Tidak hanya perusahaan telekomunikasi yang berkembang pesat, tetapi perusahaan teknologi finansial (FinTech) juga meraup pasar global yang masif belakangan ini. Semakin banyak FinTech yang berfokus pada layanan B2B menawarkan kemudahan persebaran layanan perbankan, mulai dari alat keuangan untuk usaha mikro dan menengah hingga solusi yang berfokus pada peningkatan arus kas atau pengelolaan persyaratan akuntansi. Di Indonesia sendiri, penetrasi industri keuangan digital juga kian melejit.
Melansir Kominfo, data yang dihimpun Bank Indonesia menunjukkan bahwa rata-rata nilai transaksi uang elektronik pada Januari hingga Juli 2020 mencapai Rp16,7 triliun per bulan. Nilai ini menunjukkan adanya peningkatan sebesar 59 persen per tahun (year on year/yoy) dengan nilai transaksi tertinggi Rp17,5 triliun seiring berlakukan pembatasan sosial berskala besar (PSBB) di Jakarta kala itu. Bayangkan berapa besar pertumbuhannya di tahun 2021 ini dengan situasi pandemi yang tak kunjung mereda.
Hal itu diperkuat oleh laporan e-Conomy SEA 2020 oleh Google, Temasek, dan Bain & Company yang menunjukkan bahwa nilai ekonomi berbasis internet di Asia Tenggara diperkirakan akan mencapai 105 miliar USD atau sekitar Rp1.475 triliun. Sementara Indonesia menyumbang sebesar Rp619 triliun di antaranya. Nilai ekonomi digital di Indonesia tumbuh 11 persen dibandingkan tahun sebelumnya.
Data tersebut mampu menunjukkan bahwa layanan keuangan daring mampu memenuhi kebutuhan pengguna dengan sangat baik dibandingkan alternatif tatap muka atau luring lainnya. Mengingat semakin banyak jumlah lembaga keuangan lokal dan global yang ingin meningkatkan teknologi sekaligus infrastruktur, maka kemungkinan akan terus ada investasi yang signifikan di bidang ini hingga tahun 2021.
Hal ini juga berlaku bagi perusahaan B2B berbasis teknologi lainnya yang tentunya memiliki peran penting dalam mempermudah aktivitas atau kegiatan manusia masa kini. Saat menciptakan produk peranti lunak misalnya, perusahaan harus berkomitmen untuk melakukan pemutakhiran teknologi. Salah satunya menyangkut jaminan keamanan privasi atau data penggunaanya, yang mungkin sulit dilakukan banyak usaha lain.
Risiko relatif lebih rendah
Kebanyakan pemasar cenderung mengenal perusahaan besar berbasis layanan langsung ke konsumen (B2C), seperti restoran makanan cepat saji, industri mode, atau merek dagang elektronik. Namun, yang mereka tidak tahu adalah bahwa meskipun pasar B2B jumlahnya lebih kecil, tetapi mereka memiliki lebih banyak target pasar dan mampu menghasilkan keuntungan lebih dibandingkan perusahaan B2C.
Oleh sebab itu, belakangan ini layanan B2B memang tengah naik daun di lingkup investasi seiring dengan perkembangan model bisnis daring atau perdagangan elektronik (e-commerce). Lantas memang tidak mengherankan jika bisnis B2B menjadi area investasi modal ventura yang berkembang pesat.

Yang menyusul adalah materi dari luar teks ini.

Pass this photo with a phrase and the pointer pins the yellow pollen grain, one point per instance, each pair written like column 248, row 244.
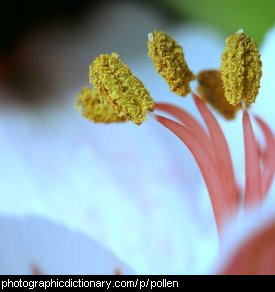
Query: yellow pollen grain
column 168, row 59
column 211, row 90
column 241, row 69
column 89, row 104
column 120, row 89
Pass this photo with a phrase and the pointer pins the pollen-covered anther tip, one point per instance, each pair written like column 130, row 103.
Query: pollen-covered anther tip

Berbagai tekanan akibat pandemi dapat menjadi salah satu faktor yang meningkatkan keinginan investor untuk berinvestasi di ranah perusahaan rintisan B2B. Terjadinya krisis global serta peningkatan angka pengangguran saat ini menjadikan sektor B2B lebih unggul sebab kemampuannya menawarkan perlindungan yang lebih baik bagi pemodal ventura dibandingkan perusahaan B2C yang bernilai tinggi, tetapi juga memiliki risiko yang lebih besar.

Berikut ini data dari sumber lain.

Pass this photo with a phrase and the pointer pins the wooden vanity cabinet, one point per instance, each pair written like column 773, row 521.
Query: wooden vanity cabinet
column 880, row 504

Sebagai contoh, kita kembali berbicara tentang perusahaan tekfin (financial technology) B2B. Jenis usaha ini muncul untuk menyediakan produk berupa peranti lunak yang menjadi solusi perusahaan lain untuk mengefisiensikan proses bisnis dari sisi finansial dan berbagai sumber daya agar dapat tetap menjalankan bisnis meski di tengah krisis akibat pandemi.

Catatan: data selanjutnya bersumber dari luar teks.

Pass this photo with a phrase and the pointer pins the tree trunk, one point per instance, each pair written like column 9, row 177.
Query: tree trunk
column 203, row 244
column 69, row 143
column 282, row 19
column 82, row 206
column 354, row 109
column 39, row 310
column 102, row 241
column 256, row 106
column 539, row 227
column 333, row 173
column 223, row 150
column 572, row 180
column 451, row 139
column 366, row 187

Dengan begitu, investasi di bidang tersebut juga akan melonjak seiring dengan kebutuhan terhadap produk layanan yang juga semakin meningkat. Dengan kata lain, secara teoritis, perusahaan B2B dianggap menawarkan lebih sedikit risiko bagi investor, terutama di tengah lesunya perekonomian dewasa ini.